Dziś wchodzi w życie nowa ustawa o usługach płatniczych. Dzięki niej podatek od spadku, nieruchomości i dochodowy PIT będziemy mogli zapłacić w tak zwanym "okienku kasowym instytucji płatniczej" albo w "biurze usług płatniczych", czyli nawet w kasie supermarketu, jeżeli teraz można tam opłacać rachunki za prąd, czy gaz. Nie jest niszowe ułatwienie, bo według Narodowego Banku Polskiego już teraz rachunki w takich punktach opłaca 35 procent z nas.

To duże ułatwienie, bo do tej pory podatki można było opłacać tylko w urzędach skarbowych, co często oznaczało w kolejki, w bankach i SKOK-ach, oraz na poczcie, co wiązało się z wysokimi opłatami.
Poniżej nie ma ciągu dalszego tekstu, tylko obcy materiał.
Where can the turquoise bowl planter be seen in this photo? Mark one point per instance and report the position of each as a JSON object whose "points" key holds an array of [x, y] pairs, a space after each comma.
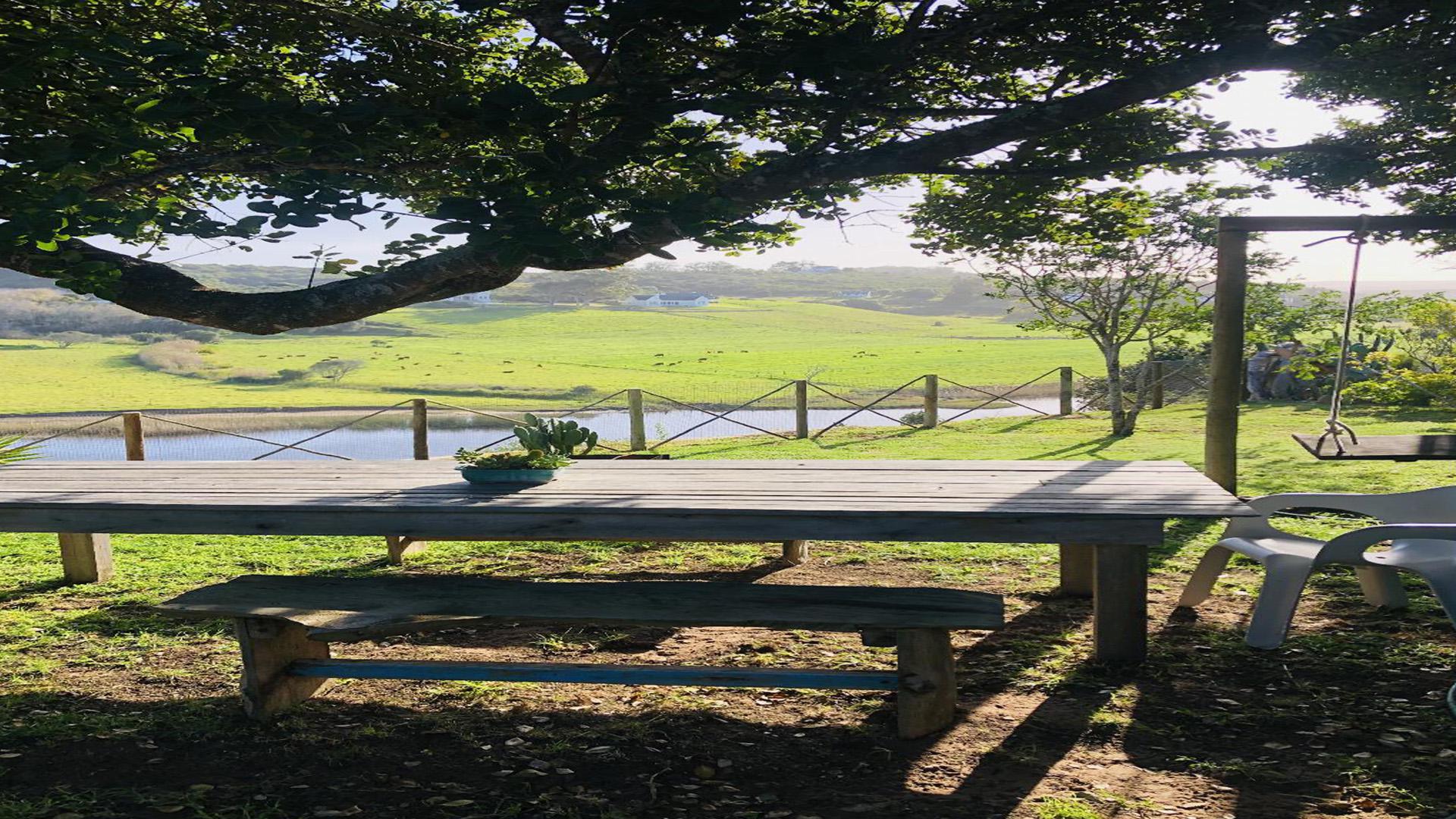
{"points": [[529, 477]]}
Kasy w supermarketach są tańsze, bo jest duża konkurencja na rynku.

Co więcej, ta nowa forma płacenia podatków jest bezpieczna. Punkty kasowe będą objęte gwarancjami bankowymi lub ubezpieczeniowymi. Czyli jeżeli firma prowadząca punkt opłat upadnie, my nie poniesiemy tego konsekwencji.

Musimy tylko zachować paragon - dowód wpłaty. Wtedy mamy gwarancję, że fiskus się do nas nie przyczepi i w razie czego nie każe nam płacić podatku raz jeszcze albo nie naliczy karnych odsetek.